Arterial thrombosis often occurs in arteries that supply the heart, resulting in a heart attack. It can also occur in the arteries of the brain, causing a stroke.
Sometimes, part, or all, of a blood clot can come away from its original site and travel through the bloodstream. If this occurs, the clot can become lodged in another part of the body. This is known as an embolism. A blood clot that lodges in one of the lungs is called a pulmonary embolism.
Generally, a risk-benefit analysis is required, as all anticoagulants lead to a small increase in the risk of major bleeding. In atrial fibrillation, for instance, the risk of stroke (calculated on the basis of additional risk factors, such as advanced age and high blood pressure) needs to outweigh the small but known risk of major bleeding associated with the use of warfarin.
In people admitted to hospital, thrombosis is a major cause for complications and occasionally death. In the UK, for instance, the Parliamentary Health Select Committee heard in 2005 that the annual rate of death due to hospital-acquired thrombosis was 25,000. Hence ''thromboprophylaxis'' (prevention of thrombosis) is increasingly emphasized.

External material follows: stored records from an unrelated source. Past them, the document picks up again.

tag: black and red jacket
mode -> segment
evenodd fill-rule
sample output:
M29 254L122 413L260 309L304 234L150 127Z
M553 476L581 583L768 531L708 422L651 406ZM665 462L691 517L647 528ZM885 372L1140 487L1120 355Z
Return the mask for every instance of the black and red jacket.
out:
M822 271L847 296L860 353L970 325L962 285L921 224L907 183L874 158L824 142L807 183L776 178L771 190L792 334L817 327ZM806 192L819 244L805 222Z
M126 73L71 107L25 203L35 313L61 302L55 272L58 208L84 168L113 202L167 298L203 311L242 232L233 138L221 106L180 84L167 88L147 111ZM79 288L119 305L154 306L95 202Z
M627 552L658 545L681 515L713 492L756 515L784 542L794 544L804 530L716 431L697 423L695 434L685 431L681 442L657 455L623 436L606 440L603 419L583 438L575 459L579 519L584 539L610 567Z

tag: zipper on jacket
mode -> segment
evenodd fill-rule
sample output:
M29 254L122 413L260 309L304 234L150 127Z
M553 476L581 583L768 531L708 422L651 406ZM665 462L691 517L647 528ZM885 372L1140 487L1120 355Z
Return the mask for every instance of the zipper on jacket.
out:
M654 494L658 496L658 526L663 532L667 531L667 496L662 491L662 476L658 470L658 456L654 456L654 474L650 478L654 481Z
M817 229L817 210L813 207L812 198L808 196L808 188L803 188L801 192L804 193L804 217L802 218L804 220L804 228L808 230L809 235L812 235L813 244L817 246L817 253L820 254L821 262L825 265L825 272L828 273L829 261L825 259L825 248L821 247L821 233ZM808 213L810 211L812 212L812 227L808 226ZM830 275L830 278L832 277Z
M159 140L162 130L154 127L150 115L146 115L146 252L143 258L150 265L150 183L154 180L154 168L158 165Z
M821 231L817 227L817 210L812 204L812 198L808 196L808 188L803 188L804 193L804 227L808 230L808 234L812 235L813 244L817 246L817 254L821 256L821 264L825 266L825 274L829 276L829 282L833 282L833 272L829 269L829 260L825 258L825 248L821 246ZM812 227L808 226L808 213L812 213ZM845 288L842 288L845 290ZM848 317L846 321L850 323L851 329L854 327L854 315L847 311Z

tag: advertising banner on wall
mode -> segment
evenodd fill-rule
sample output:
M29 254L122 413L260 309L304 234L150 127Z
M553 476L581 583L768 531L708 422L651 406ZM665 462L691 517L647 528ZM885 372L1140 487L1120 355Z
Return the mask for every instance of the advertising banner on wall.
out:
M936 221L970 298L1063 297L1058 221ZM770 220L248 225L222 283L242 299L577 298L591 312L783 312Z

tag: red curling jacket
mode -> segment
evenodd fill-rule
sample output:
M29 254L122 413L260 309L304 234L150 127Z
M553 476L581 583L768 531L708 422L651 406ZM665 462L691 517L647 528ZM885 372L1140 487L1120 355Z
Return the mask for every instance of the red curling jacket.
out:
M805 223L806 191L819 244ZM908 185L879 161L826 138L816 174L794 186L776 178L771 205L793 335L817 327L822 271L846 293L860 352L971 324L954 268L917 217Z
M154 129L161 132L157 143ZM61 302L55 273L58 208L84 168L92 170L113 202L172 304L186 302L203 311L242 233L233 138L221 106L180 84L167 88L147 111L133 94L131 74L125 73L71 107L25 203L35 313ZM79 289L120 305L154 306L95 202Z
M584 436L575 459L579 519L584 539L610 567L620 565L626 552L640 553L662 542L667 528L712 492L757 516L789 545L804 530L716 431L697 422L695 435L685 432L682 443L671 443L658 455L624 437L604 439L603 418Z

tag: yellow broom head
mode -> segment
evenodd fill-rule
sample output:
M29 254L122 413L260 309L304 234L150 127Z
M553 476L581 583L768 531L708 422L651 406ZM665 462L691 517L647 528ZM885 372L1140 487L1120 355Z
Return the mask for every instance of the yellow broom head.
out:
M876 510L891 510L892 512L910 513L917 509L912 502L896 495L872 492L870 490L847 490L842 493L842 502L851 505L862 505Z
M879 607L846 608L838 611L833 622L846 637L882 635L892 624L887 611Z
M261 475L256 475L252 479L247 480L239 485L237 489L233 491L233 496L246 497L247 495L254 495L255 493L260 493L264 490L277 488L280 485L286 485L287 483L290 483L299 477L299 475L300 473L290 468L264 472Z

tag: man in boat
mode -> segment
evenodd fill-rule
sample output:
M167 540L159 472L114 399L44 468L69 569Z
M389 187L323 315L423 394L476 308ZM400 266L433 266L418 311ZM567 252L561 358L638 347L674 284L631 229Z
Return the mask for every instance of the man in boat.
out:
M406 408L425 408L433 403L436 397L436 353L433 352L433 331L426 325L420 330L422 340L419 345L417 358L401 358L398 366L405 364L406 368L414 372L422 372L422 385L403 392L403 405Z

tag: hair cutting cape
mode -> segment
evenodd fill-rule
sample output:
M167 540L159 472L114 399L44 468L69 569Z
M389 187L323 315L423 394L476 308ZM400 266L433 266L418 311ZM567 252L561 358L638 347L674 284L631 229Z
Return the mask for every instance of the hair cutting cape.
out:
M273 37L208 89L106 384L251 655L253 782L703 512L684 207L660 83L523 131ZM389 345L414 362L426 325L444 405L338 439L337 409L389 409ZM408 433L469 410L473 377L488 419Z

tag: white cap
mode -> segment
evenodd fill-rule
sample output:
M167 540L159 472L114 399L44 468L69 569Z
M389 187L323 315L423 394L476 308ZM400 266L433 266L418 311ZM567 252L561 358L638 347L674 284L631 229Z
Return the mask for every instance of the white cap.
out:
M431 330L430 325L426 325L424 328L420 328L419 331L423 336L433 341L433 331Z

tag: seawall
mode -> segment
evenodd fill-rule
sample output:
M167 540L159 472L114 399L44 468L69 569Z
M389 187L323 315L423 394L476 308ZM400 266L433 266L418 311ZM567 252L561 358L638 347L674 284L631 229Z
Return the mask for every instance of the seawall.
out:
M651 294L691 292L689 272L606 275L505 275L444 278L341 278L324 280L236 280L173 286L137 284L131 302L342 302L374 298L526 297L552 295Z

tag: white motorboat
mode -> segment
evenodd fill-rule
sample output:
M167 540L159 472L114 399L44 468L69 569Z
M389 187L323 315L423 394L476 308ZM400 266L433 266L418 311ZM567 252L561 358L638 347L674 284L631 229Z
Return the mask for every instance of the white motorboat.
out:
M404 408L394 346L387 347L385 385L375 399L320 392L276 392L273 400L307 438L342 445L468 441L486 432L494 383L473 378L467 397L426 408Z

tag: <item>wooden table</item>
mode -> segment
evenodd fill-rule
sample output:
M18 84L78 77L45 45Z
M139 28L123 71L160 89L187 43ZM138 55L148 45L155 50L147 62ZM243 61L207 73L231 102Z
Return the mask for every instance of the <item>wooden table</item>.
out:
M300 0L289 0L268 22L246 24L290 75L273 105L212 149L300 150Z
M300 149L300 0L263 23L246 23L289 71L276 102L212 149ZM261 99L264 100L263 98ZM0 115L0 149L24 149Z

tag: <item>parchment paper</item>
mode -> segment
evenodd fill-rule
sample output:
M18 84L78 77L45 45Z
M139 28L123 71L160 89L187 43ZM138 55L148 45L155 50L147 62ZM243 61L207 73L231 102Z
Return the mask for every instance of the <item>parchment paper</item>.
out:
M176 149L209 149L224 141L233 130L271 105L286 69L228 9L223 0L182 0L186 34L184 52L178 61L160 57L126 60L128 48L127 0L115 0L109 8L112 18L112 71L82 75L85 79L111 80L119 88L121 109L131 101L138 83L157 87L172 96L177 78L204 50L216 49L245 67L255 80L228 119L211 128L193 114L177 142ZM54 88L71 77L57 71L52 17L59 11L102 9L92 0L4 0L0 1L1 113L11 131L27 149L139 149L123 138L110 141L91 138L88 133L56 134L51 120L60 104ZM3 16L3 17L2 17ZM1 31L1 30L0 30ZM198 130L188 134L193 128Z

In patients admitted for surgery, graded compression stockings are widely used, and in severe illness, prolonged immobility and in all orthopedic surgery, professional guidelines recommend low molecular weight heparin administration, mechanical calf compression or (if all else is contraindicated and the patient has recently suffered deep vein thrombosis) the insertion of a vena cava filter. In patients with medical rather than surgical illness, LMWH too is known to prevent thrombosis, and in the United Kingdom the Chief Medical Officer has issued guidance to the effect that preventative measures should be used in medical patients, in anticipation of formal guidelines.